In her recent talk at an Akron Press Club/ Bliss Institute program, Rep.Marcia Fudge covered the entire spectrum of the unfinished business of combatting racism in America. A Democrat who chairs the Congressional Black Caucus, she represents Ohio's new 11th District stretching south from Euclid to Fairlawn - graphic evidence of the liveried Republican map-drawers' free-wheeling ability to redefine the upside of hometown politics.
A compelling speaker, Fudge surveyed the legacy of Martin Luther's King's place in today's world that has met with no more than mixed results in a nation that is more polarized than at any time in a generation.

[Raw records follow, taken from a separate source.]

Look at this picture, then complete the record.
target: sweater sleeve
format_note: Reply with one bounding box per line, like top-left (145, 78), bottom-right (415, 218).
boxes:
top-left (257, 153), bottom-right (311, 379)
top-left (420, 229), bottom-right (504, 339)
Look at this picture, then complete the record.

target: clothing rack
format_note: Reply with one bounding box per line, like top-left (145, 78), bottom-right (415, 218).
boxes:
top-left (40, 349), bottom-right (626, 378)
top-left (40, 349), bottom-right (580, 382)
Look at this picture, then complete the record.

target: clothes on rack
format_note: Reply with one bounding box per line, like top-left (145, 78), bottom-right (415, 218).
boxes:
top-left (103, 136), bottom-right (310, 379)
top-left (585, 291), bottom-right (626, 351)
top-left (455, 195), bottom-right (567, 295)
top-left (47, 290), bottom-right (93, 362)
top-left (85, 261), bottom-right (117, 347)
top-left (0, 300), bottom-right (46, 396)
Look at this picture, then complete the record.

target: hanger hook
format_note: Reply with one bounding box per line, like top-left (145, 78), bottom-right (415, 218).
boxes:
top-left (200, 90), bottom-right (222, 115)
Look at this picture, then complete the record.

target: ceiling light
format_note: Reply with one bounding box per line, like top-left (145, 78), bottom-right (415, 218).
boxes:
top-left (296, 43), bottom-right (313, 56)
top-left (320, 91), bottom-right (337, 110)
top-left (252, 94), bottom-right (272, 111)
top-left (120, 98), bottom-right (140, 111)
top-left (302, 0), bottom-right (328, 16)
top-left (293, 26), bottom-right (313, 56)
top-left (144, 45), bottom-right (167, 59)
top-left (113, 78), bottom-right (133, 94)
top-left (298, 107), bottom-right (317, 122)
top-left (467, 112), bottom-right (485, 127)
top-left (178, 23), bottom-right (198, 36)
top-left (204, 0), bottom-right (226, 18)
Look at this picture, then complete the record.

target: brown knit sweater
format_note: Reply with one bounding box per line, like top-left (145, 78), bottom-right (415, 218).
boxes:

As we have mentioned many times, the seating of an African-American in the Oval Office has inspired his opponents to the excesses not seen during the two terms served by George Bush. From being the alleged peacemaker with the invasion of Iraq, to the amassing of public debt by a guy who had no inclination to cap it, we allowed Dubya to comfortably enjoy his dream-swept environment.
The political right has been so traumatized, in Ohio and elsewhere, by Obama's successive victories so soon after the Civil War, that it has spent a lot of its time determined to have Obama suffer a similar trauma rooted in a disgraceful legacy.
One of its biggest contracts is called voter repression. And you'd think that by now the Republican public officials who are working deep into the night to purify the vote would at least confess the motives of the their scandalous schemes.
"Cutting back on our voting options has a disproportionate negative effect on certain populations, among them communities of color, urban voters, students, elderly and low income, not just minorities," Fudge told her audience.
There've been too many attempts to stymie the voters with the clumsy efforts of people like Ohio Secretary of State Jon Husted to shape the electoral outcomes according to his party's needs. From cutting back early voting periods, to voter IDs, to shortening voting days to align with business hours, to rearranging precincts - even the failed attempt to blockl third-party candidacies to protect Gov. Kasich in November . Etc. etc etc.
State Sen. Nina Turner, Husted's Democratic opponent this year, summed it up with one word: "Immoral."
Without being tempted to predict the outcome of the November balloting, I can vouch for one absolute that will be a leading issue in the campaigns It's the various ploys, sometimes peddled as eradicating voter fraud (Huh!), that will be driven home on the stump from Cleveland to Cincinnati.
You can take it from there.
Oh. And let the honest votes fall where they may.